Before executing 1 rep maximum squat exercises (1RM), lifters underwent active dynamic warm-ups by using resistance machines during the first treatment and an additional passive static stretching exercise during the second treatment. Throughout the experiment, the test subjects evaluated their lower-body stability.
Results show “a significant decrease in 1RM (8.36%) and lower-body stability (22.68%) was observed after the PSS treatment.”
In addition, scientists reexamined 104 studies in a meta-analytical approach to understand the effects of pre-exercise static stretching on 3 parameters:
- Explosive muscular performance
After analyzing the collected data and measurements from the numerous studies, researchers concluded static stretching by itself as a warm-up before working out should “generally be avoided.”
In other words, if you are going to be performing squats in the gym, you shouldn’t be sitting on the floor doing butterfly stretches.
How Should You Warm Up?
Although static stretching is ruled out, warming up is an important activity that should not be overlooked.
This leaves some great possible options, 3 of which are dynamic stretches, general cardio, and muscle-specific exercises/warm ups.

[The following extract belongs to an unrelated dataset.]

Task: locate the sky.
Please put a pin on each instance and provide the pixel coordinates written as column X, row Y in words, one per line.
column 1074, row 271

So what’s the difference between dynamic stretches and static stretches?
Dynamic stretches don’t stretch muscles, ligaments, and joints past the point of discomfort; they are quite the opposite. Dynamic stretches utilize controlled movements to improve range of motion and warm the muscles.

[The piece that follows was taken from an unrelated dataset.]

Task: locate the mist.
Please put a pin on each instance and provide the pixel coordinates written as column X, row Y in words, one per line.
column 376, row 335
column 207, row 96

Examples of lower body dynamic stretches include:
- Leg lifts
Upper body dynamic stretches include:
- Arm swings
- Arm circles
- Shoulder circles
- Side bends
Tip: Remember to keep these movements slow and controlled.

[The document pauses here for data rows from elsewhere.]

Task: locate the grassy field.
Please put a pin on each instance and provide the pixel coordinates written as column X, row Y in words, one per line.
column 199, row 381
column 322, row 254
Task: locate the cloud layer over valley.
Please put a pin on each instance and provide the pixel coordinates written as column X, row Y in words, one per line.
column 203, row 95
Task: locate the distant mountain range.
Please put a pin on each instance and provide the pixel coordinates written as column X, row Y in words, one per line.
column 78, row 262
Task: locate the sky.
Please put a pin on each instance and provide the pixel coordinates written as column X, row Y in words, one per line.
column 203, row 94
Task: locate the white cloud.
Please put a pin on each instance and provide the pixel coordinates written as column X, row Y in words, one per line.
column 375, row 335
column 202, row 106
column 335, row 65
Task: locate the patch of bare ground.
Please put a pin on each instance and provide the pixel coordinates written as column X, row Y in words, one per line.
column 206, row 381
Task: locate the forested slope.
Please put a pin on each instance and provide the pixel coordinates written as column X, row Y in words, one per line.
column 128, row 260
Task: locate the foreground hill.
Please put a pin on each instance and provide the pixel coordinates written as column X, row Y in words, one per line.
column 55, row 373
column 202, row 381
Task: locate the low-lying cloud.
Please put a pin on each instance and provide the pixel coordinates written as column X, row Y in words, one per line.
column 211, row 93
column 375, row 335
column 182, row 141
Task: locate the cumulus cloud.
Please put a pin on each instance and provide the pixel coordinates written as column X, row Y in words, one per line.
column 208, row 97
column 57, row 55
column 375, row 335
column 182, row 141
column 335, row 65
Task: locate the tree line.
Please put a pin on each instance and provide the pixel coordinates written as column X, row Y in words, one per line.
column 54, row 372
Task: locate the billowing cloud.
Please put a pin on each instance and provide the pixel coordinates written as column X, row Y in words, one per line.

General cardio is another excellent way to warm up before weight lifting. Mild-to-moderate cardio like jumping jacks, mountain climbers, or even a slow jog (on a treadmill or in place) gets your heart rate up and blood flowing.
Adjust cardio time for personal preference. There is no need to go through several cardio warm ups. One exercise is sufficient.
Tip: The key is to feel warmed up, not exhausted.
Lastly, don’t jump right into a full blown 1 rep max set for your first actual exercise. Muscle-specific exercises/warm ups prepare you for the actual lifts you will be doing.
Whatever the workout is, start with lighter weight reps of that exact exercise. For example, if the chest muscles are to be worked out, begin with some warm-up lifts of the specific exercise. If the first lift is flat bench press, use a lighter weight to warm your muscles.
Tip: Keep the reps limited.
Don’t Skip It
There is no established warm up time. Make it as long as needed. More importantly, figure out which combination of warm ups and dynamic stretches work best for you.
Now that you know how to warm up before lifting, workout related injuries are avoidable, and breaking personal records and lifting plateaus are realistic goals.
-  Gergley JC. “Acute effect of passive static stretching on lower-body strength in moderately trained men.” J Strength Cond Res. 2013 Apr;27(4):973-7
-  Simic L, Sarabon N, Markovic G. “Does pre-exercise static stretching inhibit maximal muscular performance? A meta-analytical review.” Scand J Med Sci Sports. 2013 Mar;23(2):131-48.